Analysis of Autophagy-Related Signatures Identified Two Distinct Subtypes for Evaluating the Tumor Immune Microenvironment and Predicting Prognosis in Ovarian Cancer

Ovarian cancer (OC) is one of the most lethal gynecologic malignant tumors. The interaction between autophagy and the tumor immune microenvironment has clinical importance. Hence, it is necessary to explore reliable biomarkers associated with autophagy-related genes (ARGs) for risk stratification in OC. Here, we obtained ARGs from the MSigDB database and downloaded the expression profile of OC from TCGA database. The k-means unsupervised clustering method was used for clustering, and two subclasses of OC (cluster A and cluster B) were identified. SsGSEA method was used to quantify the levels of infiltration of 24 subtypes of immune cells. Metascape and GSEA were performed to reveal the differential gene enrichment in signaling pathways and cellular processes of the subtypes.

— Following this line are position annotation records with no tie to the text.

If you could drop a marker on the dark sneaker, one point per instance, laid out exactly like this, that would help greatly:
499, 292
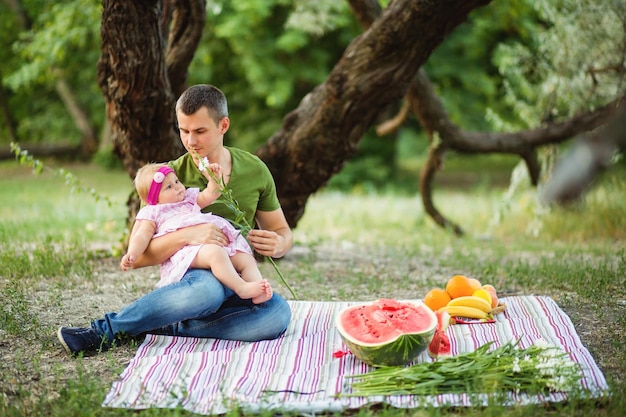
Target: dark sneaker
81, 339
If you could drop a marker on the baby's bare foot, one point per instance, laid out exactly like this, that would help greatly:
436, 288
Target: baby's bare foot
266, 295
258, 291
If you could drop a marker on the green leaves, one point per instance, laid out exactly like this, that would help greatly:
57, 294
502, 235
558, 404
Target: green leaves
537, 369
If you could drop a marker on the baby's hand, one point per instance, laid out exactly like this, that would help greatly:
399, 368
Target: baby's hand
203, 164
127, 262
216, 169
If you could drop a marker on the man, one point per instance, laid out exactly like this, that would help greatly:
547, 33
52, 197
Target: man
198, 305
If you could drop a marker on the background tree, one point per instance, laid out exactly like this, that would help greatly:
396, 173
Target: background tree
45, 75
493, 73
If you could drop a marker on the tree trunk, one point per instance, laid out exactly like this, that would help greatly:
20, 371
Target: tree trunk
133, 78
374, 72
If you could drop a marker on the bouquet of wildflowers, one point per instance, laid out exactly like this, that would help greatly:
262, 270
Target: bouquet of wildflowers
537, 369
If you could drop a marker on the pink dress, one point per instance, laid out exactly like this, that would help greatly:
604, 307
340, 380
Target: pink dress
173, 216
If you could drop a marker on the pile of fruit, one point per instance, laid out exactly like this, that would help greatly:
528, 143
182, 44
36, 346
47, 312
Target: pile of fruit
465, 297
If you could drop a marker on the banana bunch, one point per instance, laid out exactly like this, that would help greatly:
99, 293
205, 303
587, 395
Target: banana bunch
469, 306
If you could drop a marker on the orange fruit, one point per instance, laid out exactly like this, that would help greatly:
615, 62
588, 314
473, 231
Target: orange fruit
484, 294
494, 296
475, 284
436, 298
459, 286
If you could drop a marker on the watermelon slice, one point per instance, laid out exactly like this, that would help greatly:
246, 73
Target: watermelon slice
387, 332
439, 347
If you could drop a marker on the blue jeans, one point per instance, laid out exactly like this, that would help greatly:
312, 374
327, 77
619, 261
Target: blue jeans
197, 306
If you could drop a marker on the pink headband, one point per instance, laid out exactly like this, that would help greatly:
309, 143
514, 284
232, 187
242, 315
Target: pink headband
157, 182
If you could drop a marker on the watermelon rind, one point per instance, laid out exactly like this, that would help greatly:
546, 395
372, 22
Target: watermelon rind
402, 350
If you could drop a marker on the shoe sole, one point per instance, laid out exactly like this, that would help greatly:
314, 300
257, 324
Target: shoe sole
63, 343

We found that patients in cluster A were significantly associated with higher immune infiltration and immune-associated signaling pathways. Then, we established a risk model by LASSO Cox regression. ROC analysis and Kaplan-Meier analysis were applied for evaluating the efficiency of the risk signature, patients with low-risk got better outcomes than those with high-risk in overall survival. Finally, ULK2 and GABARAPL1 expression was further validated in clinical samples. In conclusion, Our study constructed an autophagy-related prognostic indicator, and identified two promising targets in OC.

Automated summary

This study investigated the relationship between autophagy and the tumor immune microenvironment in ovarian cancer. By clustering and analyzing levels of immune cell infiltration, two subclasses of OC were identified, with cluster A showing higher immune infiltration. The establishment of a risk model and evaluation of its efficiency revealed that patients with low-risk had better overall survival outcomes than high-risk patients. Additionally, potential targets ULK2 and GABARAPL1 were identified in OC for further validation in clinical samples.